The Strategies of Anticompetitive Common Ownership
Scott Hemphill and Marcel Kahan
Scholars and antitrust enforcers have raised concerns about anticompetitive effects that may arise when institutional investors hold substantial stakes in competing firms. Their concern rests on empirical evidence that such common concentrated ownership is associated with higher prices and lower output. This evidence sharply challenges both antitrust orthodoxy and corporate governance scholarship.

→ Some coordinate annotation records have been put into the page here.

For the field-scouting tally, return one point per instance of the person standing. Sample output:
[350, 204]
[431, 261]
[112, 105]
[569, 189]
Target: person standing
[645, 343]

In this Article, we examine the causal mechanisms that might link common ownership to anticompetitive effects. We consider whether the current empirical evidence supports the existence of these mechanisms and whether institutional investors would plausibly employ them. Our main conclusion is that most proposed mechanisms either lack significant empirical support or else are implausible. Notably, some widely discussed mechanisms—for example, cartel facilitation and passive failures to encourage competition among portfolio firms—are not empirically tested. Moreover, institutional investors’ incentives to increase portfolio value are weak, reducing the likelihood that these investors will pursue mechanisms that carry significant reputational or legal risks. We find, however, that a different mechanism, which we call “selective omission,” is both consistent with the evidence and plausibly employed by institutional investors. Looking ahead, our analysis suggests paths for future research and provides a guide for further investigation into how common owners and firms may interact to produce anticompetitive effects.